There have been suggestions that the Fed chose to negotiate weakly, Mr. Barofsky said, to give a “backdoor bailout” to A.I.G.’s banks. He said Mr. Geithner and the Fed’s lawyers had denied this, but added that “irrespective of their stated intent,” there was no doubt about the result: “Tens of billions of dollars of government money was funneled inexorably and directly to A.I.G.’s counterparties.”

Among its notable findings, the report challenged Goldman’s position that it should not have been forced to bear losses on its dealings with A.I.G. because it had successfully hedged away any exposure. Mr. Barofsky said that Goldman’s hedges were unlikely to have held up amid the market turbulence of late last year.

A spokesman for Goldman took issue with that finding, saying that the bank believed it had, in fact, successfully hedged its exposure to A.I.G. up until the point in November when the Fed was seeking a way to terminate all the trading partners’ contracts with A.I.G.

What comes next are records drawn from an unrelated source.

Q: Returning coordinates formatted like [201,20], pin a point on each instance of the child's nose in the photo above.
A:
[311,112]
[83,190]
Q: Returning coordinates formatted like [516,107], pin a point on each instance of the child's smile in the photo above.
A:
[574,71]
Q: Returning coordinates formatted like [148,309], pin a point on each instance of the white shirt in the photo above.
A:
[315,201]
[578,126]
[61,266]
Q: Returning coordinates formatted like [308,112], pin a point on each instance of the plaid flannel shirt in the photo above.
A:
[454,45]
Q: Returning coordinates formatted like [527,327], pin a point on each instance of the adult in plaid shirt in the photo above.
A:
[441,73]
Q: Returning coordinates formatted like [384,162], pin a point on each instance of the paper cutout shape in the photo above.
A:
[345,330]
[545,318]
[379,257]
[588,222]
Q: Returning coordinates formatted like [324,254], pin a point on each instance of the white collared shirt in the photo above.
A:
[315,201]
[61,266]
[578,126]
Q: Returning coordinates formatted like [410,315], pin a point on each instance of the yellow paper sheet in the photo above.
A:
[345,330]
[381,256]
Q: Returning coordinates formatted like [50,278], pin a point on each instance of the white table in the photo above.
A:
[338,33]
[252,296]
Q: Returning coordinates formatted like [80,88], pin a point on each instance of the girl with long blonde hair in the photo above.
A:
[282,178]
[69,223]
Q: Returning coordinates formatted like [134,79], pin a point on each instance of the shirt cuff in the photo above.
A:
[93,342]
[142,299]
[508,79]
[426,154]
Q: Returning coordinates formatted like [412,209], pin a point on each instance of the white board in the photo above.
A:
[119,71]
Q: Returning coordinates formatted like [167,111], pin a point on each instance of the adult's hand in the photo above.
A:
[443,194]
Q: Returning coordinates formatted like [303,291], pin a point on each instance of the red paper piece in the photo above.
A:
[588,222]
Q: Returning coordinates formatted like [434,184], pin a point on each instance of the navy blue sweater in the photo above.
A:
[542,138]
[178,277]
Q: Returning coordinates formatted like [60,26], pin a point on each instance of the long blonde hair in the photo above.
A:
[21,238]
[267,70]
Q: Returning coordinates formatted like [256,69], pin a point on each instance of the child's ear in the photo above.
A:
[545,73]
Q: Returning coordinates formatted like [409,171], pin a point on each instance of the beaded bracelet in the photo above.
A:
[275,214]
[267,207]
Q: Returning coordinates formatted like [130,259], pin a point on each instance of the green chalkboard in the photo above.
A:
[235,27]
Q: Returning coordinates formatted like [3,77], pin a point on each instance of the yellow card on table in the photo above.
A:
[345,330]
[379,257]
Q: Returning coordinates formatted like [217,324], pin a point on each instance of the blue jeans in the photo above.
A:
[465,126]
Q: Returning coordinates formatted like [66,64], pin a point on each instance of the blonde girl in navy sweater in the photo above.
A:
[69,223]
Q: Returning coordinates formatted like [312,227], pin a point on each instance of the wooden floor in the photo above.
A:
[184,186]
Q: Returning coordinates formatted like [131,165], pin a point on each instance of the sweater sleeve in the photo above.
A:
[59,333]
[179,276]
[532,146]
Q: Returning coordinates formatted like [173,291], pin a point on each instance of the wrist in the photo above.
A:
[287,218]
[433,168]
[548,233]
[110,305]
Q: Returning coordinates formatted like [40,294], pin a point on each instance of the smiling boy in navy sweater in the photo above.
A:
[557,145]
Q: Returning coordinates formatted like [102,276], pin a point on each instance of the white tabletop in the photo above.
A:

He said any additional exposure to A.I.G.’s losses was a moot point, because the Fed’s intervention had eliminated the risk.

The report concluded that the Fed’s efforts to negotiate concessions from A.I.G.’s trading partners had no chance of success because of several crucial positions taken by the Fed.

First, the Fed considered itself a creditor of A.I.G., rather than a regulator that could impose its will on banks. It approached A.I.G.’s trading partners with a request for “voluntary” concessions. Mr. Barofsky said this differed from the government’s role in the auto industry, where it lent the car makers money but also negotiated aggressively and won substantial concessions from other creditors.

The Fed also decided it could not treat foreign banks differently from American banks, for fear of setting off foreign retaliation.

While seeking concessions from the various banks, the Fed contacted the Commission Bancaire, a French regulator, to request support in its negotiations with two French institutions, Société Générale and Calyon.

The Commission Bancaire responded “forcibly” that unless A.I.G. were in bankruptcy, the French banks were “precluded by law from making concessions and could face potential criminal liability” if they helped.

By that time, seven of the eight banks had also refused to grant concessions. Officials at the Fed then met with Mr. Geithner. The officials recommended that the Fed stop seeking concessions.

The report said Mr. Geithner did not recall being told one bank was willing to take a haircut, but did not challenge the account of those on his staff.

The report also shed new light on the effect the rating agencies had on the way the Fed handled the A.I.G. emergency. The company’s run-on-the-bank disaster began with a major credit downgrade in September; the Fed quickly responded with an $85 billion loan.

But because the Fed moved so quickly, it recycled a set of lending terms that had previously been devised for A.I.G. by lenders in the private sector. The interest rate was too high, given A.I.G.’s distress, and so the loan that was supposed to rescue the insurer ended up putting it at risk of a second credit downgrade. That, in turn, could have set off a second run-on-the-bank episode.

The Fed got caught in a no-win situation, the report said. While it might have been able to win concessions by threatening to withdraw support from A.I.G., it also ran the risk that the credit agencies would take the threat too seriously and impose another catastrophic downgrade.

Mr. Barofsky said the facts also undermined the Fed’s arguments that banking secrecy was an essential part of bank stability.

“The default position, whenever government funds are deployed in a crisis to support markets or institutions, should be that the public is entitled to know what is being done with government funds,” he said.